John Auburn of J.W. Desserts in Ken’s Korner Mall in Clinton led his team to victory at TLC channel’s “Ultimate Cake Off,” winning $10,000.

Three teams of four were challenged to create a “Nutcracker” ballet-themed cake that would feed

3,000 people and be artistically worthy of a standing ovation. The cakes would be presented at a gala event for the Long Beach Ballet’s production of the “Nutcracker.”

“I’m a very competitive person. I’m good at what I do,” Auburn said at the beginning of the show. “Everything I put out has to be precise. I don’t intend to lose this competition, because losing is not an option for us.”

Teams were assembled according to color, and Auburn’s team was green.

With the teams competing within an excruciatingly tight time constraint under the glare of the cameras, the green team had a setback halfway through the day when it was chosen by the yellow team leader to sit out for 30 minutes, having lost the ribbon-making skill test. But Auburn came back and avenged himself later by winning the taste test for his chocolate espresso-bean cake and forced a half-hour break on the blue team.

Continuous mishaps were experienced by all the teams throughout the day, including the green team’s struggle to complete the Nutcracker prince figurine that would sit alongside Clara atop a huge sleigh being pulled off the ground by a wing-flapping edible sculpture of Pegasus, the mythological flying horse.

“I was really stressed out not having the prince in there properly and it’s almost the end of the competition,” Auburn said with an hour left to go.

It appeared that the tension in the kitchen was as thick as cream cheese frosting, and that the group leaders were showing signs of stress.

But Auburn said in an interview the following week that, most of the time, all of the team’s members were laughing together and having a great time. It is the nature of reality TV producers, he said, to edit the takes for confrontation rather than camaraderie.

“They hardly showed me smiling at all,” Auburn said.

As the “Ultimate Cake Off” came to the end of the episode, cake makers are shown scrambling to finish.

“The last few minutes I was extremely worried,” Auburn said, and he prodded his team to give it all they had.

“All I can say is details, details, details,” he told them.

All three teams were dealing with cake-trimming accidents and unexpected surprises until the very end, when “Ultimate Cake Off” host George Duran informed the competitors that their time was up.

But each team managed to finish on time and present their cakes to the judges.
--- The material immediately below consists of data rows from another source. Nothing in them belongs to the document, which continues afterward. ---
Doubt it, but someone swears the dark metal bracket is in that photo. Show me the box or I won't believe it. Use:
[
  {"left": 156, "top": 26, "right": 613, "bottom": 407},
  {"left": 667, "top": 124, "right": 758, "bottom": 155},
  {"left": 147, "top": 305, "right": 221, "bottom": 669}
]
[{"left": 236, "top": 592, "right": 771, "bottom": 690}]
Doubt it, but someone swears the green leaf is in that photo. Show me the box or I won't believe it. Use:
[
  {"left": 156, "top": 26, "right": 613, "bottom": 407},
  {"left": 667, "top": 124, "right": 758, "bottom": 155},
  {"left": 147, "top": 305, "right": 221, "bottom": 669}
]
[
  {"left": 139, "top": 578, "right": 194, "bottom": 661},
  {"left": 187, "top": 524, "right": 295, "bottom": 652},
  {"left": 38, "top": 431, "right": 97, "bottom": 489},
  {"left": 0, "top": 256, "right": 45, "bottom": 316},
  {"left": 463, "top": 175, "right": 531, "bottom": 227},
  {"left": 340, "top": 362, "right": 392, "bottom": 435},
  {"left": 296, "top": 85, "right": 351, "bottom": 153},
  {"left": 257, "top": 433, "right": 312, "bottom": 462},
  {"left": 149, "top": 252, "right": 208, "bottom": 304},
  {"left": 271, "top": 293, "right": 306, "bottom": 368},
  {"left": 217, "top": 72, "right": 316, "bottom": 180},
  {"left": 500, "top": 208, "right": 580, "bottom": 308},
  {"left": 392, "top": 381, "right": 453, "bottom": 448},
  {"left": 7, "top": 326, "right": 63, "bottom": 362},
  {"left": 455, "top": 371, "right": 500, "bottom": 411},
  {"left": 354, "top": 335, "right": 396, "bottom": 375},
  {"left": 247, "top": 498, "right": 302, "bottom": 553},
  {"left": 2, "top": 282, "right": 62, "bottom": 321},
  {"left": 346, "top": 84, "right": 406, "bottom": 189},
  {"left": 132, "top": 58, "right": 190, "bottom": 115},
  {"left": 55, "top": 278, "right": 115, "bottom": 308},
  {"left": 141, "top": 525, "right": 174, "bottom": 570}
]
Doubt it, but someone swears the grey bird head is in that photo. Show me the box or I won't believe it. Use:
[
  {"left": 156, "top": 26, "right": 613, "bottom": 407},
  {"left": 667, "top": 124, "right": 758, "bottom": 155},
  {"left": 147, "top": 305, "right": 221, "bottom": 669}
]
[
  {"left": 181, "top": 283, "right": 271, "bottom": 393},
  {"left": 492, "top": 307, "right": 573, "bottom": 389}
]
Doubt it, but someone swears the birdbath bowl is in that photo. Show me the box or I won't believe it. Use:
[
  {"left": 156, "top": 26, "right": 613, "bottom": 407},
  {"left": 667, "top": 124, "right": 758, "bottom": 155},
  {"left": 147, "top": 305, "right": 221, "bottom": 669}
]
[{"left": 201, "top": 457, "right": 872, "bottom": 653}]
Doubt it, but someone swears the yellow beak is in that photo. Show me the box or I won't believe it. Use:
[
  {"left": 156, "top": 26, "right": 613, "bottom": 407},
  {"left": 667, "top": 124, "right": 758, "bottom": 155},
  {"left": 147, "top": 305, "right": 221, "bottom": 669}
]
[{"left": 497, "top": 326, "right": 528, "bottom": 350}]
The blue team’s cake was a six-foot-tall Christmas tree under which several elaborately decorated smaller cakes in the shape of presents sat surrounded by a motorized toy train set. It weighed 800 pounds.

The yellow team’s cake stood at five feet and weighed 400 pounds. It, too, featured a Christmas tree, but this one was made of translucent poured sugar which sat on top of three levels of colorfully decorated packages lined with delicately detailed edible figurines, characters from the ballet.

Auburn’s green team created the magnificent horse and sleigh that reached nine feet and weighed 500 pounds.

To create such a sweet storytelling concoction, his cake required 135 eggs, 32.5 pounds of sugar and 15 pounds of butter.

“We brought our vision to life,” Auburn said before hearing comments from the judges.

The client said his cake nailed the key element of the Long Beach Ballet’s “Nutcracker,” the final scene with the flying horse, for which the production is known. That fact seemed to put Auburn over the top.

Customarily, the leader receives the prize money and the team assistants go away with nothing. But Auburn gave each of his three assistants a portion of the money.

“I do it because they had to close their businesses or take time off from work to be in this competition,” he said.

“They spent a lot of time and energy and brought lots of ideas. I feel that they have to be compensated.”